A Worker instance configured as a workspace.

@staticmethod
def run_task( file_name: str, files_path: str | None = None, worker_config: WorkerConfig | str | dict | None = None, terminate_on_completion: bool = True, capture_task_output: bool = True, python_venv_name: str | None = None, max_files_to_upload: int = 250, *args, **kwargs) -> tuple[Worker | None, bool]:

Runs a specified script (Python or shell) as a "task" on a newly created remote worker.

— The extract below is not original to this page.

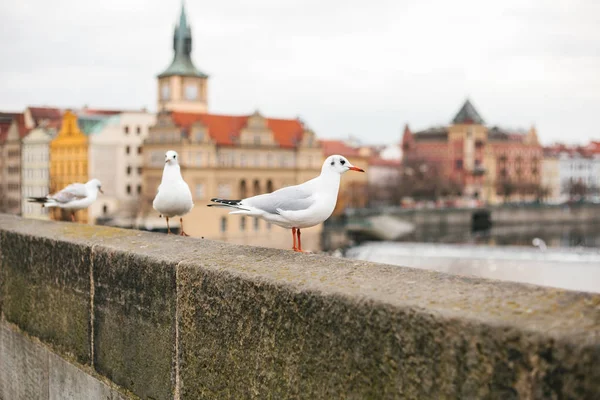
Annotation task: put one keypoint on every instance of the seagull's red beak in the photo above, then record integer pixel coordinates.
(353, 168)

Common uses include running batch jobs, scheduled tasks, or CI/CD pipeline steps in a controlled environment.

Parameters:

  • file_name (str): The path to the script to run (e.g. "run_analysis.py" or "deploy.sh").
  • files_path (str | None): The directory containing all necessary files to upload. If None, uses current directory.
  • worker_config (WorkerConfig | str | dict | None): Configuration for the worker to run this task.
  • terminate_on_completion (bool): If True, the worker is terminated after the task finishes.
  • capture_task_output (bool): If True, captures and logs stdout/stderr from the task's execution.
  • python_venv_name (str | None): Name of the Python virtual environment on the worker to use.
  • max_files_to_upload (int): Maximum number of files to upload from files_path.
Returns

A tuple of (Worker, bool) where Worker is the worker used or created for this task, and bool indicates if the task succeeded.